Hand-knotted rugs are a very detailed and exhausting process. It is considered to be the most physically difficult way to make a rug, making them some of the most expensive area rugs in the world.
The first step in the hand-knotted rug process is to draw the rug to be made on a full-size graph paper. Many times an artist is hired to draw out the plotting diagram. Graph paper is used to make it easier for the individual to knot the rug precisely to the drawing.
After the drawing of the rug is completed, the rug is placed on a loom. Warps (columns of thread) are placed on the loom vertically. To make the warps secure, the weaver places horizontal rows of thread (wefts) on the loom. The typical materials used in warps and wefts are wool, cotton or silk.
Once the weaver has at least 10 wefts created, he or she can begin the weaving process. First, he or she takes 2 warps and ties them in a knot.
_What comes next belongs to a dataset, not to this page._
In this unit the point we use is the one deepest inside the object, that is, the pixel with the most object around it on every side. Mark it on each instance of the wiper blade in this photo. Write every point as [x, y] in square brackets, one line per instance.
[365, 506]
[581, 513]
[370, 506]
The knots created are called a pile. The weaver then goes row by row, making lots of knots until the entire rug pattern is done.
Lastly, the weaver will have to secure the edges of the rug, making the rug complete. There are 3 basic ways a weaver can edge the rug. The first way is with edge binding which simply wraps the edge of the rug with yarn. The second way is called end finishes which keep the knots and wefts from coming apart. Lastly, the weaver can use fringes. These look like bundles of strings hanging off the end of the rug.
This approach to hand-making rugs is much easier, making these rugs less expensive, but just as authentic. The basic process is very simple and is still practiced in many countries in the Middle East. The weaver prepares the rug with a pattern that is stenciled on the backing of the rug. The backing for the rug, that has the drawing on it, is secured to the frame.
Next, the weaver interjects tufts of yarn into the backing. He or she will use a single-needle tool by hand, sometimes called a gun. After this process, the weaver will cover the backing with a material and place a second backing to secure the stitches. The loop pile on top is then sheared, leaving an equally flat, dense and comfortable pile. This process is called shearing. Some rugs end the process with edging the rug by binding the edges of the rug for added strength.